La fromagerie Pied-de-Vent ne se réduit pas seulement à une histoire de vaches libres, de paysages à couper le souffle et de solidarité. On y découvre aussi un lieu rempli de savoir-faire. Depuis 1997, Dominique et Renée – lui dans les champs, elle dans la fromagerie – appliquent leurs connaissances respectives à l’élaboration de produits extraordinaires. Ici, les traditions fromagères de la Haute-Savoie se mélangent à l’histoire culinaire madelinienne. Et tous ces savoirs, pour nos deux artisans, il est crucial de les partager. En plus de pouvoir visiter l’Économusée et la boutique du Pied-de-Vent pour y acheter fromages, pains, viandes et breuvages, le public a également le privilège de participer à l’une des nombreuses visites guidées organisées par la ferme en saison. « L’enseignement, ça fait partie de notre mission. C’est important que les clients comprennent toutes les étapes de la production d’un fromage artisanal et qu’ils voient l’environnement dans lequel on évolue. On est une entreprise à échelle humaine! Le côté humain, ça fait partie de nous.

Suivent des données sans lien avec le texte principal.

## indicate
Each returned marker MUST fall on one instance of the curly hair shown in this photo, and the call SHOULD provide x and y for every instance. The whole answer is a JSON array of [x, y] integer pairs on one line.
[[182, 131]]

Imaginez sortir de la fromagerie et emprunter un joli sentier qui longe un pâturage. D’un côté, des vaches heureuses. De l’autre, la mer, calme. Au bout du chemin, une table à pique-nique sur laquelle vous déposez votre sac rempli de produits locaux. Votre visite aux Îles-de-la-Madeleine tire à sa fin, mais vous êtes sur le point d’éveiller tous vos sens à la beauté des lieux et de faire le plein de souvenirs indélébiles. Vous dégustez, sur un bout de baguette, une tranche de saucisson de loup marin, un morceau de hareng fumé et une pointe de Tomme des Demoiselles. Puis, vous avalez une gorgée d’Écume, la pilsner dorée de la brasserie À l’abri de la tempête. Tout ceci est d’une cohérence extraordinaire. Cette expérience multisensorielle vous permet de capter toute la beauté du terroir madelinien. Au loin, les rayons du soleil transpercent les nuages et s’étendent en faisceaux vers la surface de la mer. Ébloui, vous souriez et vous comprenez que vous faites l’expérience, le temps d’un pied de vent, d’un moment de grâce dont vous vous souviendrez longtemps.